1. DistilDIRE (image)
Distil-DIRE is a lightweight version of DIRE, which can be used for real-time applications. Instead of calculating DIRE image directly, Distl-DIRE aims to reconstruct the features of corresponding DIRE image forwared by a image-net pretrained classifier with one-step noise of DDIM inversion. (Paper Link)
- Utilizes a knowledge distillation approach from pre-trained diffusion models.
- Achieves a 3.2x faster inference speed compared to the traditional DIRE framework.
- Capable of detecting diffusion-generated images as well as those produced by GANs
2. UniversalFakeDetectV2 (image)
An updated implementation of the "UniversalFakeDetect" model by Ojha et al. for detecting AI-generated images. Key features:
- Untrained Feature Space Utilization: Uses the feature space of large pre-trained vision-language models like CLIP-ViT, which are not specifically trained for distinguishing real from fake images.
- Enhanced Generalization: Demonstrates superior performance in detecting fake images from a wide variety of unseen generative models, including diffusion and autoregressive models.
- Simple and Efficient Classification: Uses nearest neighbor and linear probing methods in the pre-trained feature space, avoiding extensive model training and reducing computational overhead.
- Streamlined codebase to allow training on large image datasets (100k+)
3. GenConViT (video)
An updated implementation of the GenConViT model by Wodajo et al.. It analyzes both visual artifacts and latent data distributions. Features:
- Hybrid Architecture: Combines ConvNeXt and Swin Transformer for robust feature extraction, leveraging CNNs for local features and Transformers for global context.
- Generative Learning: Uses Autoencoder and Variational Autoencoder to capture latent data distributions
- Frame-based video processing capabilities
- Streamlined training and testing scripts
- Docker deployment support
- FP16 precision support
4. StyleFlow (video)
By combining the StyleGRU module and Style Attention Module (SAM), it effectively captures temporal and visual inconsistencies (Paper Link). Features:
- Style Latent Flow Analysis: Captures anomalies in the temporal changes of style latent vectors, highlighting suppressed variance in deepfake videos.
- StyleGRU Module with Contrastive Learning: Encodes the dynamics of style latent flows using a GRU network trained with supervised contrastive learning to extract style-based temporal features.
5. Reverse Research (image)
A reverse image search pipeline for deepfake detection that leverages multiple APIs:
- Google Vision API integration
- Support for Perplexity and GPT-4
- Docker containerization
- Health monitoring endpoints
6. FTCN (video)
An updated implementation of the FTCN (Fully Temporal Convolution Network) model (Paper Link). The goal is to leverage long-term temporal coherence using a Temporal Transformer Network.
- Uses temporal-only convolutions by reducing spatial kernel sizes to focus on temporal features, encouraging the model to learn temporal incoherence.
- End-to-End Training Without Pre-training: The framework can be trained from scratch without any pre-trained models or external datasets.
7. Transcript Based Detector (audio)
- Uses a speach-recognition model and a LLM to make predictions on audio veracity
- Predictions are based on language construction, narrative coherence, and factual alignment
Each model has its own setup requirements and dependencies. Please refer to the individual directories for specific setup instructions.

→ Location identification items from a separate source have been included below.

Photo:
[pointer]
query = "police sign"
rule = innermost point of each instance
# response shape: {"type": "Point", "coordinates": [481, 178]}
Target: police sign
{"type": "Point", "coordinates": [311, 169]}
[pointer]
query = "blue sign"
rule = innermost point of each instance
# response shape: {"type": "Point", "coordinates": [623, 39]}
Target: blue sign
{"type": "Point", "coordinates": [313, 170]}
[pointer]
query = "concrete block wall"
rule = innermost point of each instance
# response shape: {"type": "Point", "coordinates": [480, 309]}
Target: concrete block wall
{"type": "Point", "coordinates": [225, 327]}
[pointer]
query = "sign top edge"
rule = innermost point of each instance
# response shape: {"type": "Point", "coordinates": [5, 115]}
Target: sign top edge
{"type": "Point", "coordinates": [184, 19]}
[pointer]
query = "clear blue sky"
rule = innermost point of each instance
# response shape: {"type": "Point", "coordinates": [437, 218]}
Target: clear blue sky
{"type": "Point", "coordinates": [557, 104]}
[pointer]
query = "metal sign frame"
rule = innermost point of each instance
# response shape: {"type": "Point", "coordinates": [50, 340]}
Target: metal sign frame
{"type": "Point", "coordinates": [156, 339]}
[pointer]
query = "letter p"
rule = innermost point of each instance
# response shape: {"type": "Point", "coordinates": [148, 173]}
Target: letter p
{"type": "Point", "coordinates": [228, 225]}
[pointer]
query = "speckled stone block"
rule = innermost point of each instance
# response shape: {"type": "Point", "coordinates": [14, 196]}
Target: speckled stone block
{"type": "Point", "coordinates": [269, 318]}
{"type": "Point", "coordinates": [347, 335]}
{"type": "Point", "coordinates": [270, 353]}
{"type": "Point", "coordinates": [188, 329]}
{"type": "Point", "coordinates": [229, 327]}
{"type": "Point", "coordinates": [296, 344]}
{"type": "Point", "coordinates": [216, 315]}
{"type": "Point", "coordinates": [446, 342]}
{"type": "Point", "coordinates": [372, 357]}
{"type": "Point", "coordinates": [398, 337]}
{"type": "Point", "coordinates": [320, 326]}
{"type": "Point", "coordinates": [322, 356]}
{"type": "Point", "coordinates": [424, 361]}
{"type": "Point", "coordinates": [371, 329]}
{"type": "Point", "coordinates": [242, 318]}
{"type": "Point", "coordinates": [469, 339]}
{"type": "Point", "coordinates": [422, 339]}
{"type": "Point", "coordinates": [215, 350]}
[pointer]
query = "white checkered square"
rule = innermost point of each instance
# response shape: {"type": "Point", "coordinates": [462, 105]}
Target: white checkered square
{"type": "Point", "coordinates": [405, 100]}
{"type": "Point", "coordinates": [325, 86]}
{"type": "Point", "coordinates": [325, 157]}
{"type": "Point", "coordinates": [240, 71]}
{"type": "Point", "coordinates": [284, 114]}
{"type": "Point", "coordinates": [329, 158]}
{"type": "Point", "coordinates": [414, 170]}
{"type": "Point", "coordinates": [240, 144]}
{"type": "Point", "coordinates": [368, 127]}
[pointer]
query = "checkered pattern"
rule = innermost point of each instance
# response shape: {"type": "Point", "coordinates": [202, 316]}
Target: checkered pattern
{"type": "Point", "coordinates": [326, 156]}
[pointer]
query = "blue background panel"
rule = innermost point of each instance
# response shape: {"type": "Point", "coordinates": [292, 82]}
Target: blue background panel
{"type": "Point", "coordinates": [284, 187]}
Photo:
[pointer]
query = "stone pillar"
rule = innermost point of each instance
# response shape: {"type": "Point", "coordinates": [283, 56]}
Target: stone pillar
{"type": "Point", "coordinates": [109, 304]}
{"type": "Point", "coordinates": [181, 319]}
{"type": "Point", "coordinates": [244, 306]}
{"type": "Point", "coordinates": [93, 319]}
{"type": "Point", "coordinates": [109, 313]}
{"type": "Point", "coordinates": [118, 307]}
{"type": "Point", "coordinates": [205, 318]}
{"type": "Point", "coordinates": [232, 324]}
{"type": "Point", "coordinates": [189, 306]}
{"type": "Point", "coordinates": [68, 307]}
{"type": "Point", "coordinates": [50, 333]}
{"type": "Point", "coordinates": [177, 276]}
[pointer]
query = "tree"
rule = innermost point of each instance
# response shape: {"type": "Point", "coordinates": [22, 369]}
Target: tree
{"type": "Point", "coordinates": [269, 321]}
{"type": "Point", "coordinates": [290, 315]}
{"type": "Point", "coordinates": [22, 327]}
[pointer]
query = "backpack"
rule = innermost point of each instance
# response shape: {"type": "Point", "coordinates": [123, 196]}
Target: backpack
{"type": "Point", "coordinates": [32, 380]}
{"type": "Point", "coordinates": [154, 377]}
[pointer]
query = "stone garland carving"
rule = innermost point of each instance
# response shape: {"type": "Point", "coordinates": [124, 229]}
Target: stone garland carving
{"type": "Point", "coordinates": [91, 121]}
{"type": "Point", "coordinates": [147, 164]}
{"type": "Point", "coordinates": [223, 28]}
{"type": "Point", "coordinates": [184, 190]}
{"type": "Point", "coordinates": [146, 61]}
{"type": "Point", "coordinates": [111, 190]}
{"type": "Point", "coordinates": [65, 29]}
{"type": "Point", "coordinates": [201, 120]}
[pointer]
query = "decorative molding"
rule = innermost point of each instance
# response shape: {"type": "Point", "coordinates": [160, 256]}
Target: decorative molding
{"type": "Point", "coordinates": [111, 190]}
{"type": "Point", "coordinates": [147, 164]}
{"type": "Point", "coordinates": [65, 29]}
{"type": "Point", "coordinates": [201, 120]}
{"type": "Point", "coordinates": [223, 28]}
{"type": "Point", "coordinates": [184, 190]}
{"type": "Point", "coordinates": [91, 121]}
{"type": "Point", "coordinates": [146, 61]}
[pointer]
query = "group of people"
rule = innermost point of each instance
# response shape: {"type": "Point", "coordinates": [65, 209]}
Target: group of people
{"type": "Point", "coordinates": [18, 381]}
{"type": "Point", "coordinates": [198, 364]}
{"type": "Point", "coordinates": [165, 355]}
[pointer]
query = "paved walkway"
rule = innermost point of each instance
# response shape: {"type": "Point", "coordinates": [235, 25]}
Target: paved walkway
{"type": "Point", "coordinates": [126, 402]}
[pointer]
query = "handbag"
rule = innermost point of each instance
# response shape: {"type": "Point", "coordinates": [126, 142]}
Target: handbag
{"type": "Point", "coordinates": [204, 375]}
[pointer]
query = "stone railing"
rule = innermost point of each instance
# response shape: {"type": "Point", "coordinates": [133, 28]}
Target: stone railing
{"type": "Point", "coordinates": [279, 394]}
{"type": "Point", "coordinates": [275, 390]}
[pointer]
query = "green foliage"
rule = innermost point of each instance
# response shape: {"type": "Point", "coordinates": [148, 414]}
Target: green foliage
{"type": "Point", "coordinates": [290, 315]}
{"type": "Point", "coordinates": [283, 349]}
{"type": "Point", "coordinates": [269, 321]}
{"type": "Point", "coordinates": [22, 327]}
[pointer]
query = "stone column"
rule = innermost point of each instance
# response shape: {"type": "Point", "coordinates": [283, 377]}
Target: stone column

We believe in advancing responsible AI development through collaboration. To receive the trained weights for our deepfake detection models:
-
Email [email protected] with subject "Weight Access Request"
-
Include:
- Your affiliation
- Intended usage purpose
- Research/project outline
- Agreement to ethical guidelines
Access is granted to verified users only. We carefully review each request to ensure responsible usage of these tools.
This project is licensed under the terms of the MIT license. Note that our GenConViT model is licensed differently in a separate repository.
The Machine Learning engineers at TrueMedia.org improved open-source models and also developed new detectors. We're now making these advancements available to the community.